Written and directed by Hong Sang-soo

Scandal is everywhere in Hong Sang-soo’s By The Stream. A famous actor helps out his niece by stepping in to direct a student theater skit at a college she teaches at, but he only has the time because of a past incident that saw him essentially canceled. The details are scarce, and only hinted at, but fact is he now runs a failing bookstore far from the glitz and glamor of show business. 

Scandal’s also the reason he’s there in the first place, as the student director he replaces got fired because he was dating half of the student cast, all at the same time. 

Accusations of impropriety don’t define By The Stream, but there is a bittersweet wistfulness. Characters dwell on what was, rue what is, but recognize the potential of what can be. A quiet story of redemption, Sang-soo’s extra-long takes provide a stage for reflection and terrific immersive acting. 

Kwon Hae-hyo is Sieon, the disgraced actor in question. He arrives in Seoul, self-deprecating, but happy to reconnect with Jeonim, his niece, after years of little contact due to a fallout with her mother. Resigned to his current situation, he’s a little surprised by the effusive attention he receives from Jeonim’s supervisor, the head of the department. Jeonim’s wary of the coupling, if not dismayed. 

The trio dominates most of the movie and Sang-soo’s minimalist direction is a display case for a talkative film. He essentially lets the three of them talk the sun to bed. With long takes of them sharing drinks and food, you get this sense of deepening intimacy between all three, and By The Stream almost merits rewatching just so you can focus on each of them in turn, because the scenes remain alive with non-verbal communication by those not speaking. 

Later, this same technique allows for a touching scene between Sieon and his acting troupe as they lay their insecurities and innermost desires bare, and it all attains a confessional air, the room thick with emotion. This decision to let scenes run without a cut, sometimes only broken up with a panning camera, means the spell is never broken.  

Hae-hyo and Kim Min-hee as Jeonim have genuine chemistry and there’s not a scene without at least one of them in it. Cho Young completes the trio as Jeonim’s boss, and her aggressive courtship of Sieon makes the opening half of By The Stream feel like more of a comedy than it actually is. 

Sang-soo’s movies do move in this in-between, however. You can’t just drama or comedy, there will be elements of each in both. That’s how a movie about young men who abuse their power and estranged family members can still feel light, the delivery sneakily detached from what’s being said, and how an angry confrontation can still elicit a laugh.  

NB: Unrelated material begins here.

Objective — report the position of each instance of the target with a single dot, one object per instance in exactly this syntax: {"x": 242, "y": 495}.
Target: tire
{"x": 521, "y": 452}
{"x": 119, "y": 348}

A recurring motif is Jeonim sitting by a small stream, drawing sketches of the flowing water. Her sketch, an infinitesimal moment drawn out of an endless flow, it’s almost a metaphor for By The Stream and its nature as a small snapshot drama. It doesn’t set out to steer its characters into a happy ever after, pretending to convey some pivotal success or life-altering epiphany for its characters, but instead giving us a short-term look into their lives, full of emotions, exchanges, and predicaments that just about anyone can recognize and relate to.